Secondo il banchiere-assicuratore la crisi, che non è superata ma «bisogna essere non pessimisti bensì realisti», ha visto formarsi un «sistema bancario-ombra», che a partire da subprime e derivati, «ha trasferito i rischi» e favorito il «contagio». E ora «la definizione delle nuove regole è ancora all’ordine del giorno. Occorre accelerare il percorso soprattutto in Europa. Tarda la definizione di una efficace nuova architettura della vigilanza nell’Unione. Non si può stare a lungo fermi in mezzo al guado». Certo, ricorda, «ci si era incamminati con lo studio per l’adozione di nuovi principi e del global legal standard per le attività finanziarie. Si era pensato a una nuova Bretton Woods». Ma «ora si constata quanto sia difficile il percorso. Nonostante le elaborazioni del Financial stability board, i progressi finora segnati a livello internazionale non sono rilevanti». E «del tutto abbandonata sembra l'ipotesi di una riforma del Fondo monetario internazionale e della Banca Mondiale». Eppure «è essenziale, per un nuovo ordine monetario, un organo che sovraintenda alla liquidità internazionale: una sorta di banca centrale globale». Non è «più procrastinabile l’adozione di nuove regole», perciò è «legittimo attendersi scelte efficaci, nella regolamentazione e nelle politiche, dal G20 di Seoul a novembre».
In Italia le parole d’ordine prioritarie secondo Geronzi sono «riequilibrare la finanza pubblica» e «attivare una crescita maggiore. Muove in una corretta direzione la manovra finanziaria approvata dal governo a fine luglio». Il momento è molto delicato, sottolinea Geronzi: «Tornano segnali di difficoltà in campo internazionale e all’interno il Tesoro si appresta in questa parte finale dell’anno a ricorrere al mercato per una raccolta di fondi pari a 160 miliardi».

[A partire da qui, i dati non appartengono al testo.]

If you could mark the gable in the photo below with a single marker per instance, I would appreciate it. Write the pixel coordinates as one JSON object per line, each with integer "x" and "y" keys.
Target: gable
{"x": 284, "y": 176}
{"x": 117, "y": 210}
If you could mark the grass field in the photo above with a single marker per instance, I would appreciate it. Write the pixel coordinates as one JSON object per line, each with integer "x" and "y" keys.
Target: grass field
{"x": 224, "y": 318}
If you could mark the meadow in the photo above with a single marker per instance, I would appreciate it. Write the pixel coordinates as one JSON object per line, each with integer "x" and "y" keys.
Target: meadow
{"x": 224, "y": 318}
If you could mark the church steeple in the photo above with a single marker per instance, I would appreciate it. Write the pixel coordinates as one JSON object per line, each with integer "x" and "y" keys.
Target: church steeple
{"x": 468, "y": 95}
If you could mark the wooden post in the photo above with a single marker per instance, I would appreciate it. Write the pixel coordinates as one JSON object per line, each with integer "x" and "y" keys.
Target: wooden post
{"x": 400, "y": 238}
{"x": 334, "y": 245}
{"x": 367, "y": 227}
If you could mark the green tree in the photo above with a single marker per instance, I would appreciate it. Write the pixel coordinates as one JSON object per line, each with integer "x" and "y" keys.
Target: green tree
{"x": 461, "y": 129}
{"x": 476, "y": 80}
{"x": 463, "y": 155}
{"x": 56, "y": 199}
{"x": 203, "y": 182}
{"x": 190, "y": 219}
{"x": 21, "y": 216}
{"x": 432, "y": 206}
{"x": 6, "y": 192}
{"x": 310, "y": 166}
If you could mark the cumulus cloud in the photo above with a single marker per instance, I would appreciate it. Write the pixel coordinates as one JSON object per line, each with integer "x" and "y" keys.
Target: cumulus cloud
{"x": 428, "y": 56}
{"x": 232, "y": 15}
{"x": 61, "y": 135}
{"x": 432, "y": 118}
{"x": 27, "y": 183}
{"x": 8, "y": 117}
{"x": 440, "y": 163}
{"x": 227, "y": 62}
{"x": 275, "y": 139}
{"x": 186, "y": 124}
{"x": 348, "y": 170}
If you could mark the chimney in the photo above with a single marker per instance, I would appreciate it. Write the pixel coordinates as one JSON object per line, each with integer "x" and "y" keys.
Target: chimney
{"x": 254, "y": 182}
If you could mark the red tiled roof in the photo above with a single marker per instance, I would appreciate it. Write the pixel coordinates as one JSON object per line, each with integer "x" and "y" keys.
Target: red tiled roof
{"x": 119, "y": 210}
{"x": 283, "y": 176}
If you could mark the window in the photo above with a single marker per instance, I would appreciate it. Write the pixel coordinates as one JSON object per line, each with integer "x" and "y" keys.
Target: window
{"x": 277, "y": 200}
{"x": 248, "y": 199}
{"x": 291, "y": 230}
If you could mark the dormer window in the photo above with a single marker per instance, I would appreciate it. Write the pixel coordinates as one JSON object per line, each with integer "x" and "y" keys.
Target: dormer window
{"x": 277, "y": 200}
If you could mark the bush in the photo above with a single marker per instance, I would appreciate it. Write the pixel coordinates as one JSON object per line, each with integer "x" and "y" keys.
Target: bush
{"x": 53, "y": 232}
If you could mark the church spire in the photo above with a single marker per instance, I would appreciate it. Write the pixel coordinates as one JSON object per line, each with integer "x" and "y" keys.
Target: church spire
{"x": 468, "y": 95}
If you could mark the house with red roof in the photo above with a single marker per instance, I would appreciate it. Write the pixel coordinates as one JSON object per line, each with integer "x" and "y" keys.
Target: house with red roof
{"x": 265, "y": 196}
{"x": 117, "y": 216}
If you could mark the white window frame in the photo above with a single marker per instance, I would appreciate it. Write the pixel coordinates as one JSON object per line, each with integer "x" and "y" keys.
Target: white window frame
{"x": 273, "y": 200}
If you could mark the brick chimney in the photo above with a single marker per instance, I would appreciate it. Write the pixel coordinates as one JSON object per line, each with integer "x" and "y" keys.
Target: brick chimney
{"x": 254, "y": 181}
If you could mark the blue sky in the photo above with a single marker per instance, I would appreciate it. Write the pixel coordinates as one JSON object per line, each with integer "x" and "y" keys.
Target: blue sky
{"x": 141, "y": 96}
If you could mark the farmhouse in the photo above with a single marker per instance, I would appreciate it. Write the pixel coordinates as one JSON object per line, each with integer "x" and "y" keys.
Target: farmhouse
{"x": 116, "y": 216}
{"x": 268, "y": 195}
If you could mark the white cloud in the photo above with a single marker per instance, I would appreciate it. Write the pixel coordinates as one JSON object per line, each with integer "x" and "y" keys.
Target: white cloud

Il presidente delle Generali largheggia sui temi «macro» e non risparmia nemmeno consigli ai risparmiatori: «Chi vuole investire deve puntare sul lungo termine e non guardare ai corsi giorno per giorno». Ma non trascura quelli «micro». Definisce la compagnia triestina «la prima multinazionale del Paese» e sottolinea che è leader fra i gruppi assicurativi esteri in Cina. Ha in portafoglio 400 miliardi di investimenti, ciò significa che solo di rinnovi si parla di «85 miliardi l’anno» e «3 miliardi al giorno». Il suo impegno è «fare ulteriormente sviluppare la compagnia, accrescerne efficienza e redditività, migliorare la sua organizzazione». Acquisizioni? «Non dobbiamo andare a prendere il fresco al supermercato». La compagnia «punta solo su ciò che serve». In Asia? Le Generali vogliono crescere in India e guardano al Vietnam. Ma «non ci sono proposte concrete sui mercati asiatici». Da banchiere ricorda di aver incontrato nel ’97 Gheddafi, che in quell’occasione ha negato di voler investire in Italia ma ha poi comprato il 5% del Banco di Roma guidato appunto allora da Geronzi. «I libici? I migliori azionisti che ho avuto». E aggiunge che la loro presenza in Unicredit, dove sono diventati il primo socio con il 7% circa, risale alla fusione fra Piazza Cordusio e Capitalia.